Mycobacterium goodii strain 12523 is an actinomycete that is able to oxidize phenol regioselectively at the para position to produce hydroquinone. In this study, we investigated the genes responsible for this unique regioselective oxidation. On the basis of the fact that the oxidation activity of M. goodii strain 12523 toward phenol is induced in the presence of acetone, we first identified acetone-induced proteins in this microorganism by two-dimensional electrophoretic analysis. The N-terminal amino acid sequence of one of these acetone-induced proteins shares 100% identity with that of the protein encoded by the open reading frame Msmeg_1971 in Mycobacterium smegmatis strain mc(2)155, whose genome sequence has been determined. Since Msmeg_1971, Msmeg_1972, Msmeg_1973, and Msmeg_1974 constitute a putative binuclear iron monooxygenase gene cluster, we cloned this gene cluster of M. smegmatis strain mc(2)155 and its homologous gene cluster found in M. goodii strain 12523. Sequence analysis of these binuclear iron monooxygenase gene clusters revealed the presence of four genes designated mimABCD, which encode an oxygenase large subunit, a reductase, an oxygenase small subunit, and a coupling protein, respectively. When the mimA gene (Msmeg_1971) of M. smegmatis strain mc(2)155, which was also found to be able to oxidize phenol to hydroquinone, was deleted, this mutant lost the oxidation ability.

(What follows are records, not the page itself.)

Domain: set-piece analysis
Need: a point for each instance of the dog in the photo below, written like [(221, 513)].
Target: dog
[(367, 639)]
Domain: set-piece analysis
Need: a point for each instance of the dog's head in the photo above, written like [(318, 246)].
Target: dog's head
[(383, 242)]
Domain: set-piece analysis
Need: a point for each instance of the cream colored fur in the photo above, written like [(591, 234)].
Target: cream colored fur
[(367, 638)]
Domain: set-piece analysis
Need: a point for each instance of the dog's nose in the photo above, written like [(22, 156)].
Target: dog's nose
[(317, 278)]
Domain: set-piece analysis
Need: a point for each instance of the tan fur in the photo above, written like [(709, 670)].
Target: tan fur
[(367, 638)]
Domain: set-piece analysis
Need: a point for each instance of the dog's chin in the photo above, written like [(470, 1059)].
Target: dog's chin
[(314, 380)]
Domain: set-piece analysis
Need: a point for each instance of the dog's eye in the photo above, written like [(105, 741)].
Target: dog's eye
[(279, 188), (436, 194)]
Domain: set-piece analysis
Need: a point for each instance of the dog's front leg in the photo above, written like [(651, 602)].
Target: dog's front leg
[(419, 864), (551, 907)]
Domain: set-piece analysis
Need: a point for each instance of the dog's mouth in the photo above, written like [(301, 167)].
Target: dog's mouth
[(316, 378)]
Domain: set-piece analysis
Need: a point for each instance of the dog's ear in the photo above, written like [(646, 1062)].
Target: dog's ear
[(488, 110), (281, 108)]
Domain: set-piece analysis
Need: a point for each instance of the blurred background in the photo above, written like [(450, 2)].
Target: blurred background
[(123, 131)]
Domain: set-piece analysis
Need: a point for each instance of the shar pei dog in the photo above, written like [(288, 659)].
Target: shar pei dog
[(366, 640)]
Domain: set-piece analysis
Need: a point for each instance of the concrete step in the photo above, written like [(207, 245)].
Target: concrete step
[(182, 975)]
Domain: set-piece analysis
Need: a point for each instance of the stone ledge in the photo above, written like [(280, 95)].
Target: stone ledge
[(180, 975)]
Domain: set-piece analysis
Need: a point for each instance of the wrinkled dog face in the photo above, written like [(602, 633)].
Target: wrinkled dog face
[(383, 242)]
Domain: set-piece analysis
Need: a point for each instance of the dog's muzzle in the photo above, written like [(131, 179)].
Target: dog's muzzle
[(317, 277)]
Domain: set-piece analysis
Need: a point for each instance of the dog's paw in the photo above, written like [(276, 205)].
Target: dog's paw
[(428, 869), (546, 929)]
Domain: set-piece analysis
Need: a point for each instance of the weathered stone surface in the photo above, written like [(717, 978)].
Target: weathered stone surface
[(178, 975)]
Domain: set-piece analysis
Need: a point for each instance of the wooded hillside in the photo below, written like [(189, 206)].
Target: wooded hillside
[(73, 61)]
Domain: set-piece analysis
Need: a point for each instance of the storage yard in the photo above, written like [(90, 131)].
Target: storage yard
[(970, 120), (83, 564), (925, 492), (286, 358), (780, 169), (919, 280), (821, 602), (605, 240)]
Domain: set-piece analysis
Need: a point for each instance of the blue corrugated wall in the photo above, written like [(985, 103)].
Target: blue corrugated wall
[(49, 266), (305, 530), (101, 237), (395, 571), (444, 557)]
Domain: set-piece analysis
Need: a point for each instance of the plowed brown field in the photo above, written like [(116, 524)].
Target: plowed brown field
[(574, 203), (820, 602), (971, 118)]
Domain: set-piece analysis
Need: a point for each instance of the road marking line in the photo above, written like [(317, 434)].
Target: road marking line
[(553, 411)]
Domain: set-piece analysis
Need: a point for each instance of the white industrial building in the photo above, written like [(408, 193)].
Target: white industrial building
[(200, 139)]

This ability was restored by introduction of the mimA gene of M. smegmatis strain mc(2)155 or of M. goodii strain 12523 into this mutant. Interestingly, we found that these gene clusters also play essential roles in propane and acetone metabolism in these mycobacteria.

FIG. 1.

Identification of acetone-induced proteins. Two-dimensional electrophoretic protein profiles of extracts from M. goodii strain 12523 cells in the absence and presence of acetone (left and right panels, respectively) are shown. The two acetone-induced proteins whose N-terminal sequences were determined (A and B) are indicated by arrows.

FIG. 2.

Monooxygenase activities of wild-type and mutant strains toward phenol. Growing cells of wild-type 12523 and mc²155, the deletion mutant mc²155 ΔmimA, and the complemented strains mc²155 ΔmimA (mimA_sm) and mc²155 ΔmimA (mimA_go), which were induced with acetone, were reacted with phenol, and the monooxygenation product hydroquinone was quantified using HPLC. Bars represent the averages from three independent experiments, and error bars represent the standard deviations from the means.

FIG. 3.

Growth of wild-type and mutant strains on propane and related compounds. Cells of wild-type 12523 and mc²155, the deletion mutant mc²155 ΔmimA, and the complemented strains mc²155 ΔmimA (mimA_sm) and mc²155 ΔmimA (mimA_go) were cultivated on individual compounds as a source of carbon and energy for 8 days. Cell growth is expressed as cell dry weight per liter of medium. Bars represent the averages from two independent experiments, and error bars represent the standard deviations from the means.

FIG. 4.

Growth profiles of wild-type and mutant strains on acetone. Cells of wild-type 12523 (white circles) and mc²155 (white triangles), the deletion mutant mc²155 ΔmimA (squares), and the complemented strains mc²155 ΔmimA (mimA_sm) (black triangles) and mc²155 ΔmimA (mimA_go) (black circles) were cultivated on acetone as a source of carbon and energy. The growth of the deletion mutant mc²155 ΔmimA in the absence of acetone is indicated by crosses. Cell growth is expressed as cell dry weight per liter of medium. Plots represent the averages from two independent experiments, and error bars represent the standard deviations from the means.